Do not readily accept, as Congress did, the Tagliabue spin that all is pure in the NFL.

Something strange is going on here. The circumstantial evidence is hard to overlook.

Current rosters for the 32 NFL teams list 435 players at 300 or more pounds. Green Bay tops the list with 20 players at 300-plus pounds. Only Indianapolis and the New York Jets are not in double figures for 300-pounders. The Cowboys are near the average with 14.

When the 28 NFL teams went to camp in 1990, there were only 65 players at 300 or more pounds.

So many players do not get that much bigger in a small time by gorging on double-meat cheeseburgers, as Tagliabue suggested. It is not natural.

Steve Courson understands that.

Courson was an offensive lineman for eight seasons with Pittsburgh and Tampa Bay. He is also an admitted steroid user who has had heart problems since retiring after the 1985 season.

Courson was the only player, present or past, who made it to the hearing. The staggering increase in big players cannot be overlooked, he said.

"I don't believe for a second that every player is a product of modern chemistry," Courson told the committee. "But the NFL is a business that values bigger, stronger, faster."

In that environment, players will find ways to beat the system.

According to 60 Minutes, three members of the Carolina Panthers obtained prescriptions for steroids from a South Carolina doctor shortly before playing in Super Bowl XXXVIII.

If that can happen before the most important game of the season, how many other holes are there in Taglibue's vaunted testing program?

The NFL does have tougher penalties than baseball for violating the drug policy, which is why Selig in his clumsy way asked the players union to again reopen talks on baseball's punishment scale. The NFL's list of prohibited substances includes ephedra, a ban on which was recently lifted by a federal court.

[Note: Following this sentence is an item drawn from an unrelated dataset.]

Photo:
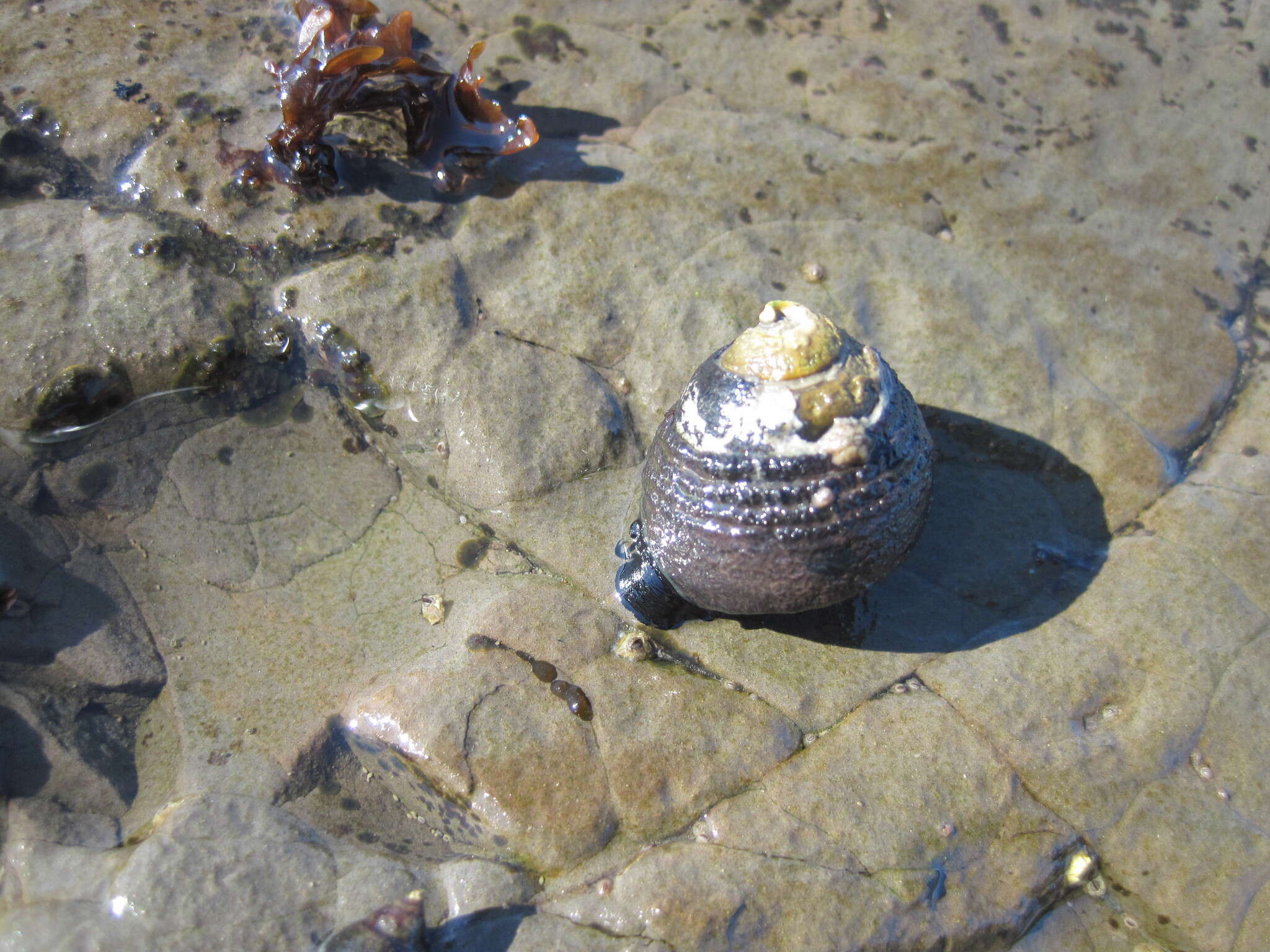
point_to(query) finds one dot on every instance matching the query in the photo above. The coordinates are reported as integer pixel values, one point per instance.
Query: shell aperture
(793, 474)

It keeps coming back to the same question. If the NFL is free of performance-enhancing drugs, why are 300-pounders so commonplace?

Taglibue invoked the innovative obesity approach.

Steroid users are lean and sculpted, Tagliabue told Congress. "Our players are exhibiting none of those characteristics," Tagliabue said. "They have high body fat. They tend to be the antithesis of the sculpted, lean athlete."

Nate Newton was ahead of his time.

Steroid users may have lean and sculpted bodies, but that does not hold for users of Human Growth Hormone. It makes big players massive.

Testosterone is a base chemical for steroids. A player must have about six times the normal level of testosterone before being in violation of the NFL policy.

No one has proven that substances such as steroids help baseball players. The opposite is true in the NFL, where a game can hinge on whether your 340-pounder can push around the other guy's 350-pounder. No matter what the NFL spin controllers say, where there is an incentive, there is a way.

Gerry Fraley is a sports columnist for The Dallas Morning News.